Sekularisme yang menjadi akidah Kapitalisme telah memisahkan peran agama dari kehidupan bahkan dalam aturan bernegara. Alhasil, lahirlah aktivitas generasi yang tak sejalan lagi dengan agama, bahkan makin bebas tanpa batas termasuk kebebasan bertingkah laku. Karena negara tak berperan menjaga ketakwaan serta interaksi sosial masyarakat.
Media sebagai salah satu penyumbang konten kekerasan pun kurang mendapat perhatian negara. Para generasi dengan gadgetnya mudah mengakses konten apapun atau memposting tanpa kontrol dan aturan tegas negara berupa sanksi. Padahal konten-konten tersebut tak sedikit yang menampilkan kekerasan mulai dari game hingga film yang pada akhirnya ditiru dalam kehidupan nyata.
Negara seharusnya memiliki power dalam mengontrol tayangan media, termasuk memfilter konten negatif yang berbahaya. Sehingga bisa meminimalisir kerusakan-kerusakan di ranah sosial terutama tanggung jawabnya menerapkan sistem pendidikan dan sistem pergaulan yang sesuai dengan norma agama.
Dalam Islam, kehidupan umat diatur dengan tertib, termasuk dalam menyelesaikan permasalahan anak-anak remaja. Generasi penerus ini benar-benar dijaga dari kerusakan-keruskan baik berupa fisik, mental serta pemikirannya, karena Islam merupakan sebuah ideologi yang memiliki aturan yang sempurna dan paripurna yang datang dari Allah Swt..
Selain aturan yang baik Islam juga mampu menghadirkan seorang pemimpin yang bertanggung jawab atas keselamatan hidup umatnya. Sabda Rasul saw.: "Imam (pemimpin) adalah pengurus/penggembala. Dan ia akan dimintai pertanggungjawabannya atas apa yang diurusnya." (HR. Al-Bukhari)
Menangani permasalahan seputar remaja, pemerintah Islam akan menguatkan akidah dan ketakwaan masyarakat melalui sistem pendidikan, sistem pergaulan dan sistem sanksi. Negara juga berperan sebagai kontrol utama terhadap media dan konten di dalamnya yakni harus bermuatan dakwah dan syiar Islam. Konten negatif dan berbahaya akan ditutup oleh negara.
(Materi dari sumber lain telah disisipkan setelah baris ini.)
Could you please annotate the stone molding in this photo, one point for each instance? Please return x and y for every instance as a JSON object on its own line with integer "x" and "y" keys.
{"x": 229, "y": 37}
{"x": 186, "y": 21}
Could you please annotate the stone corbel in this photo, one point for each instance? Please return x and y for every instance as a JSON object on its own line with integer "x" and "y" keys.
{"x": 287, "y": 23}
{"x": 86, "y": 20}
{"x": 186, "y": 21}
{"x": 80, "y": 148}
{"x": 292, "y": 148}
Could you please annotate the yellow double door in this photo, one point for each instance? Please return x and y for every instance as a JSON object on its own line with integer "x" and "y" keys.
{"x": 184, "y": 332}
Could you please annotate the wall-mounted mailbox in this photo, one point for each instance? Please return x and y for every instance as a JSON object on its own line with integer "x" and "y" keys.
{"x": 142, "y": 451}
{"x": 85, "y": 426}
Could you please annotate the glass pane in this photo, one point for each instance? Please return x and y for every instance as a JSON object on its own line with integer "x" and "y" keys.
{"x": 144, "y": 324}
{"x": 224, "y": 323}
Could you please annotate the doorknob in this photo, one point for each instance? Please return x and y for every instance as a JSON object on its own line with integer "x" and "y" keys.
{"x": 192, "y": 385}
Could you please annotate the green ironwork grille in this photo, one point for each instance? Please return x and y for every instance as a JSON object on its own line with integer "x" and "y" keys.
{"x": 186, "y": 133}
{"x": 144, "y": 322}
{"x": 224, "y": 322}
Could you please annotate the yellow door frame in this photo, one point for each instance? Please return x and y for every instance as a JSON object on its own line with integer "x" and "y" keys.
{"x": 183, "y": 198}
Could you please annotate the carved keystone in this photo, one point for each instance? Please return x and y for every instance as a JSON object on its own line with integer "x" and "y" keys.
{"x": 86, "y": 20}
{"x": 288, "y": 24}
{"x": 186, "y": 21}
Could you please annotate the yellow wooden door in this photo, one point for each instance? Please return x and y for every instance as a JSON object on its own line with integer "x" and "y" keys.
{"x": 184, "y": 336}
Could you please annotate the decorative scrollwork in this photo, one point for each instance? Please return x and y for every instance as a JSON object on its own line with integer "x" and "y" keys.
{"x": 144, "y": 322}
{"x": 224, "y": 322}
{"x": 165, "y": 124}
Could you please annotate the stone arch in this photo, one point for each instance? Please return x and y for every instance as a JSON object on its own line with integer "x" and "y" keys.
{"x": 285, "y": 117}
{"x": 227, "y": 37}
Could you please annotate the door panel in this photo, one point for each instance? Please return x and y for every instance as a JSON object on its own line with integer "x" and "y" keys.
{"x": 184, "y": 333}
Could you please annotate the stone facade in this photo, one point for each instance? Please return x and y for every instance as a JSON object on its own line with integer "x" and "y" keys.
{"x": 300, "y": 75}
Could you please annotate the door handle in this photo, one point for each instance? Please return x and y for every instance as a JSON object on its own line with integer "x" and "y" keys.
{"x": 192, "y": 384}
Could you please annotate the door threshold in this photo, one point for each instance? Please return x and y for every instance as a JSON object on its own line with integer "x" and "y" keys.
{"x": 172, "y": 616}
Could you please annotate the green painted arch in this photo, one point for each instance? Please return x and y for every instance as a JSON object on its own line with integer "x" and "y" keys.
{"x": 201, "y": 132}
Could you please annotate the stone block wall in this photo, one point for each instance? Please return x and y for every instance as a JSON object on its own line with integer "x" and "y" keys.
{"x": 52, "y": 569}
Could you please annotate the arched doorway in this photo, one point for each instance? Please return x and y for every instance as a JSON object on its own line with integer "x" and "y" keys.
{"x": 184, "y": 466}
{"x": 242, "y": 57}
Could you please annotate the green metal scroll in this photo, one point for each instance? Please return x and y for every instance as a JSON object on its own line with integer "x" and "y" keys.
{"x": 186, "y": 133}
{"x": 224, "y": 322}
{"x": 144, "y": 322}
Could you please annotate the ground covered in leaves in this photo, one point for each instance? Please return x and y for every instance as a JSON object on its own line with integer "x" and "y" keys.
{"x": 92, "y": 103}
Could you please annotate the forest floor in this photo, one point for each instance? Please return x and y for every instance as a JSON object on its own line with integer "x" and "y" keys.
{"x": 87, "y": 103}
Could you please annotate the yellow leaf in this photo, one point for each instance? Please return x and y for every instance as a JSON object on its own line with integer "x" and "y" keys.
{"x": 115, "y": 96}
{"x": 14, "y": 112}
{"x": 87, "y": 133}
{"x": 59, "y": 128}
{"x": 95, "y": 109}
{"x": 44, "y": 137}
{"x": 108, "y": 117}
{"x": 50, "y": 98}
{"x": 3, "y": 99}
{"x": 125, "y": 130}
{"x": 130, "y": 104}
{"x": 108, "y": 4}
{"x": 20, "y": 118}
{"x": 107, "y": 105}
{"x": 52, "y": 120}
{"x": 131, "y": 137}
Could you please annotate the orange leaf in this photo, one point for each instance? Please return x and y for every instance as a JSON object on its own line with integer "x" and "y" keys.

Negara juga berupaya memberantas segala hal yang menjadi penyebab kerusakan generasi. Seperti tontonan negatif, memblokir tayangan-tayangan yang berbau pornografi dan pornoaksi, serta menjamin lingkungan masyarakat yang bertakwa. Mereka akan didorong untuk saling menasehati satu sama lain. Negara pun akan berperan dalam penegakan hukum disertai sanksi yang tegas atas segala pelanggaran hukum syarak.
Begitu pula peran orangtua sangat penting dalam mendidik anak-anaknya. Orangtua harus memberikan teladan kepada anak-anak mereka dalam bertutur kata dan bersikap. Itu karena orangtua merupakan tempat pendidikan dan pembentukan karakter yang terpenting bagi seorang anak.
Dengan demikian anak memiliki pegangan hidup yang kuat, memiliki pola pikir dan pola sikap yang Islami. Sehingga di usia baligh mereka siap menjalani kehidupan dan memahami hakikat hidupnya. Bahwa hanya untuk beribadah kepada Sang Khalik dan berkarya untuk kemajuan Islam.
Begitulah mekanisme Islam dalam menyelesaikan permasalahan masyarakat tak terkecuali perundungan di kalangan anak-anak remaja. Kondisi ini akan kembali dirasakan kaum Muslim jika ada negara yang menjalankan pemerintahan serta meriayah rakyat sesuai syariat dan menerapkan Islam secara kaffah. Wallahu a'lam bi ash-shawwab.